I write to avoid forgetting. There’s a sweet spot where I use a technique a few times a year, but not all the time, and it requires some almost-repeated code, often SQL. I like to get those things into a blog post so the queries are easy to find, such as analyzing web server logs in MySQL. Sometimes I solve difficult problems and I don’t want to forget how. My posts on transferring a Boot Camp partition to a new hard drive and transcoding live video streams from IP cameras are examples of these.

There’s a second reason I write: to rant, hopefully constructively. This doesn’t happen often, but it has, this is a blog after all.

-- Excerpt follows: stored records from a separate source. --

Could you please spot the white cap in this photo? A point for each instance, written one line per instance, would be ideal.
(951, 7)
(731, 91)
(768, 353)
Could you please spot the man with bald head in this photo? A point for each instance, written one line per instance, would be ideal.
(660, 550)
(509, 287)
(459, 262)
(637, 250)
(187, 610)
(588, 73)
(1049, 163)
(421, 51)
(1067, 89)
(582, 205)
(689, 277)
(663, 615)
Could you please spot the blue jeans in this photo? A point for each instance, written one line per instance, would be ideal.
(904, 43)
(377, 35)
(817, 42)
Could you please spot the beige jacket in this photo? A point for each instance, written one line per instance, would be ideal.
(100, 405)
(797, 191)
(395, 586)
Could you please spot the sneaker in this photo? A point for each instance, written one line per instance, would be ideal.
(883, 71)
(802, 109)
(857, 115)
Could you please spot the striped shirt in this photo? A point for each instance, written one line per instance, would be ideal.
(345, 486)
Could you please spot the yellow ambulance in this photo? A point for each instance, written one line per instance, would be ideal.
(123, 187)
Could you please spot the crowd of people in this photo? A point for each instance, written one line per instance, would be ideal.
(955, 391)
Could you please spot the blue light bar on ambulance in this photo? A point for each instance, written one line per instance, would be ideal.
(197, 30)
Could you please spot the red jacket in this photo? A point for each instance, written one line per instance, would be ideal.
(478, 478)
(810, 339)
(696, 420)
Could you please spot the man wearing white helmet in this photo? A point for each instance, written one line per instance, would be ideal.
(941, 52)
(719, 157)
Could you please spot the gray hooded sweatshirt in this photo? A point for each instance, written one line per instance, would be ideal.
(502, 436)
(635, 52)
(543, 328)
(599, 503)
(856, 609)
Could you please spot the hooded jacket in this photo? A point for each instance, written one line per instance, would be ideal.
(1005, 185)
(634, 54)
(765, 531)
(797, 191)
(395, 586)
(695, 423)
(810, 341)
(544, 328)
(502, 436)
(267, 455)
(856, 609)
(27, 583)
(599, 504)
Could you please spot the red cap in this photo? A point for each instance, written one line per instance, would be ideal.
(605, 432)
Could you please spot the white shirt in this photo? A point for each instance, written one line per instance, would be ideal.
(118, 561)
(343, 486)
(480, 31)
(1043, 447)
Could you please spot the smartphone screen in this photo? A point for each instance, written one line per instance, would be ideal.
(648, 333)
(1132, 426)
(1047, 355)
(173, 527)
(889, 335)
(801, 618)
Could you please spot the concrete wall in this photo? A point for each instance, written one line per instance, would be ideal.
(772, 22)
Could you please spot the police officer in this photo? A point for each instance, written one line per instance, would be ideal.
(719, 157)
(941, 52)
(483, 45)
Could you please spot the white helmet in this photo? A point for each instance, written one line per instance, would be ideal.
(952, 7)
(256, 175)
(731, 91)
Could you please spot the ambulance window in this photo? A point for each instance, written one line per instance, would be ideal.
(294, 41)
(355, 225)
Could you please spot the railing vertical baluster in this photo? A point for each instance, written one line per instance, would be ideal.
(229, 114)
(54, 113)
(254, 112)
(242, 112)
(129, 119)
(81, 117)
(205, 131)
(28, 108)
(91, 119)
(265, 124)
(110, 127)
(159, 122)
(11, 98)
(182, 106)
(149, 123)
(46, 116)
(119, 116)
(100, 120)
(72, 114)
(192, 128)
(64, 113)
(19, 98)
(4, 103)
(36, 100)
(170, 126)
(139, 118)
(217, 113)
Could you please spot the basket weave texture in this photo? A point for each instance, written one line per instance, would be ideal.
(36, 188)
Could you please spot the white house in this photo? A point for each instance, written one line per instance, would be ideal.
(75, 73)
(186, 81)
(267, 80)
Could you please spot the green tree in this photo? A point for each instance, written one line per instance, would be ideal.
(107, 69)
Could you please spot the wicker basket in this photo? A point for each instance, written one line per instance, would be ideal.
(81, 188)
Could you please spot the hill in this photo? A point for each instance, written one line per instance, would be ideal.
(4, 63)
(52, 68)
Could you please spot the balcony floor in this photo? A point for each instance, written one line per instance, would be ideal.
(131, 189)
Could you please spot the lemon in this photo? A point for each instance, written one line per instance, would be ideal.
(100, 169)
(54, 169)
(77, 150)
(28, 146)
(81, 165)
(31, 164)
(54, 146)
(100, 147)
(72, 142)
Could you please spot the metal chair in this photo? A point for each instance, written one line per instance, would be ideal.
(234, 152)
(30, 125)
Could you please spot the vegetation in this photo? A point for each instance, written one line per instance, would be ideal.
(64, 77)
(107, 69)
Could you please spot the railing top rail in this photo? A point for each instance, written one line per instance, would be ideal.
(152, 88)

The third reason I write is to try to refine ideas. This kind of writing rarely ends up anywhere public, but writing, then editing, helps me figure out things I’m having problems with, from code to business to gardening and beyond.

PhpStorm Review

Late last year I kept hearing a lot about PhpStorm 8, especially from WordPress people and wanted to try it out but the price was stopping me, (it turns out the price is probably worth paying – but it’s hard to know if the price is worth paying until you’ve already paid the price). Luckily for me WP e-Commerce has some licenses for core contributors, and apparently I count, (JetBrains, the people who make PhpStorm, provide licenses to open-source projects at no charge – thanks!).

One of the things that JetBrains asked in return for the licenses was that we try to write reviews of our experience, and after many months of using PhpStorm, here are my thoughts.

PhpStorm crashed several times in the 24 hours after I installed it, not a good start. Support suggested installing the EAP version, which is like a beta stream, which fixed the problem. Since then I’ve switched back & forth between the current release and EAP versions of PhpStorm, but I usually use the EAP, because I like shiny things.

Performance

I had heard that PhpStorm was fast, but it’s a Java app, (like Netbeans or Eclipse), so I had my doubts. When first installed there were some pretty big performance issues, especially related to scrolling. PhpStorm was exhibiting what I refer to as “that Java scroll lag” – one of the reasons I tend to avoid Java apps. There was also a problem that when scrolling with the mouse the text would disappear, which makes mouse scrolling nearly useless. Eventually I learned that there’s a version of PhpStorm for OS X that comes with a bundled, tweaked, Java Run-time Environment, and using that version of PhpStorm solved these problems.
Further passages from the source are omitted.